While personal lines have turned to tech, this segment seems to remain stuck in the past

'A snail's pace': Brokers and agents sound off on commercial lines' slow tech progress

Transformation

By Gia Snape

Despite years of investment and talk of transformation, the insurance industry’s digital revolution is leaving one key segment behind – and brokers and agents are increasingly frustrated, said one CEO.

Oscar Seikaly (pictured), of Florida-based NSI Insurance Group, said commercial lines, arguably the most complex and manually driven segment of the market, remain mired in outdated processes that slow everyone down.

“Commercial is our least favourite line of business because insurance companies are running at a snail’s pace to change the way they do business,” Seikaly told Insurance Business America. “It’s almost like it doesn’t matter how advanced they become… you still have to call someone who has to get an approval from someone else, who has to check with someone else.”

Seikaly has voiced what many brokers and agents have been feeling: the industry’s largest carriers are moving “at a snail’s pace” in modernizing commercial lines operations.

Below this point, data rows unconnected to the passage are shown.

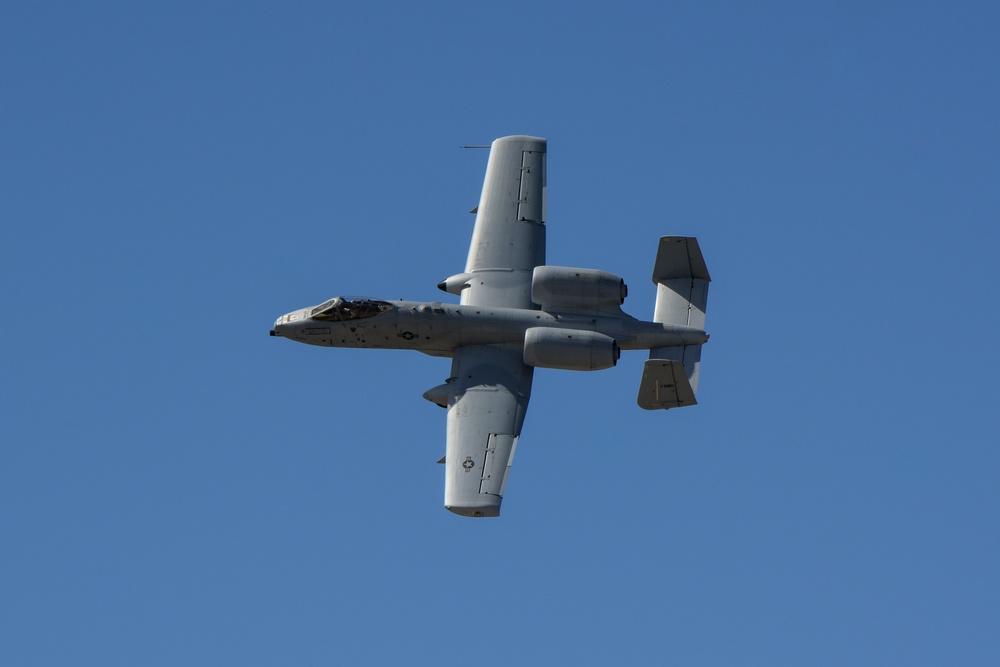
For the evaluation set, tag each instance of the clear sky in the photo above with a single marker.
(177, 488)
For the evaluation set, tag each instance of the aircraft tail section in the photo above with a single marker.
(681, 278)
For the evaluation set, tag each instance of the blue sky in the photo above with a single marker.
(178, 488)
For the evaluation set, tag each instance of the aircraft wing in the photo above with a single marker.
(508, 241)
(486, 408)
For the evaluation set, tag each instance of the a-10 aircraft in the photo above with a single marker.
(515, 315)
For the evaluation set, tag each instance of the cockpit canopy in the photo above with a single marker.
(344, 308)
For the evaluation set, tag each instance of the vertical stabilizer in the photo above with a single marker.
(681, 278)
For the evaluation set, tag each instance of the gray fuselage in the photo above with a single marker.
(438, 329)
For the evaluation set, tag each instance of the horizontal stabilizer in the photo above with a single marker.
(664, 385)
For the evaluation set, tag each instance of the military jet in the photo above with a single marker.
(517, 314)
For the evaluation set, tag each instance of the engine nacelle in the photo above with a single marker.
(569, 349)
(558, 287)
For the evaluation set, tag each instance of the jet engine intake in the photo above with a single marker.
(562, 287)
(569, 349)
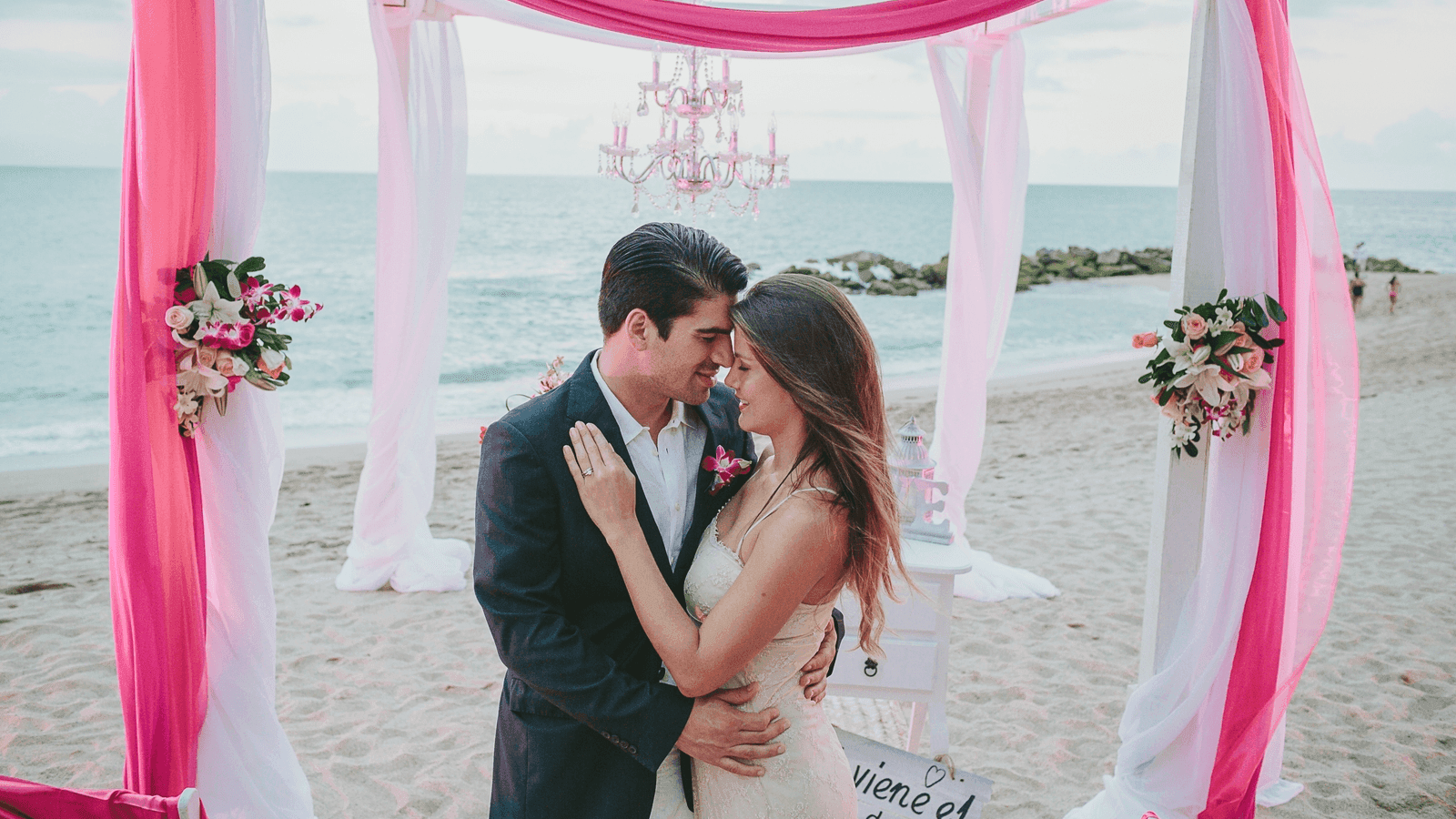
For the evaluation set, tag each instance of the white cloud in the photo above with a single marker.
(99, 92)
(95, 40)
(1104, 94)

According to a 2025 J.D. Power study, more than half (57%) of commercial lines agents said their carriers meet even their most basic business needs. About a quarter of agents from both personal and commercial lines said they don’t feel valued by the insurers they represent.

The digital divide between personal and commercial

While personal lines insurers have largely embraced automation, digital distribution, and instant quoting, commercial insurance still relies on manual processes that can take days, even weeks, to generate basic quotes.

“Someone comes to us to open a small business or a restaurant, and it can take a week to get a sense of how much premium they’ll be charged,” Seikaly said. “We have to send information to the carrier, who then feeds it into an outdated quoting system, runs separate models, and gets multiple approvals. By the time you get a number, the client is already frustrated.”

That sluggish pace is increasingly untenable in an era where business clients expect the same instant service they get from digital-first consumer platforms. For brokers like NSI, that means constantly apologizing for delays beyond their control.

“It’s not that we don’t want to move faster,” Seikaly said. “Our clients want speed and transparency. But the system isn’t built that way yet.”

Tech-savvy brokers push ahead as carriers lag

NSI Insurance Group has invested heavily in technology to offset those delays and increase efficiency. According to Seikaly, the brokerage operates both traditional and tech-driven business units to cater to different customer expectations.

“A personal lines account manager in our traditional business handles about $400,000 in commission revenue,” he explained. “One employee can handle up to $1.5 million or $2 million easily because automation handles the repetitive tasks.”

He added that many of the systems brokers rely on are “clunky and outdated,” with little incentive for improvement.

But even as brokers innovate, they remain constrained by legacy carrier systems. Many of the management systems that brokers depend on were considered cutting-edge five to seven years ago, Seikaly said, but are now “clunky and outdated.”

The J.D. Power data reflected this sentiment. It found that ease of doing business directly drives loyalty for carriers. Six in 10 agents told J.D. Power that working with insurers is not “very easy.” Commercial agents who feel undervalued were also seven times more likely to reduce business with a carrier year-over-year.

“In commercial lines, ease of doing business is tied for the most impactful factor in overall satisfaction,” said Craig Martin, executive director of insurance intelligence at J.D. Power. “Agents who say a carrier is ‘very easy’ to work with are far more satisfied, more than 300 points higher on our scale.”

What needs to change

Which areas should carriers prioritize to make the most significant change? For Seikaly, it’s connectivity.

“If a carrier knows it’s maxed out in a certain ZIP code, the system should tell us that instantly, not two weeks later after five approvals and 15 emails,” he said. “The modeling should be instant, not something buried in a separate system that underwriters have to check manually.”

Until carriers streamline those processes, Seikaly warned, commercial lines will continue to be the industry’s biggest bottleneck.

“In personal lines, our system can pull data and produce comparisons in seconds. In commercial lines, it still takes manpower and repetition,” the CEO said. “That’s the difference, and that’s what needs to change.”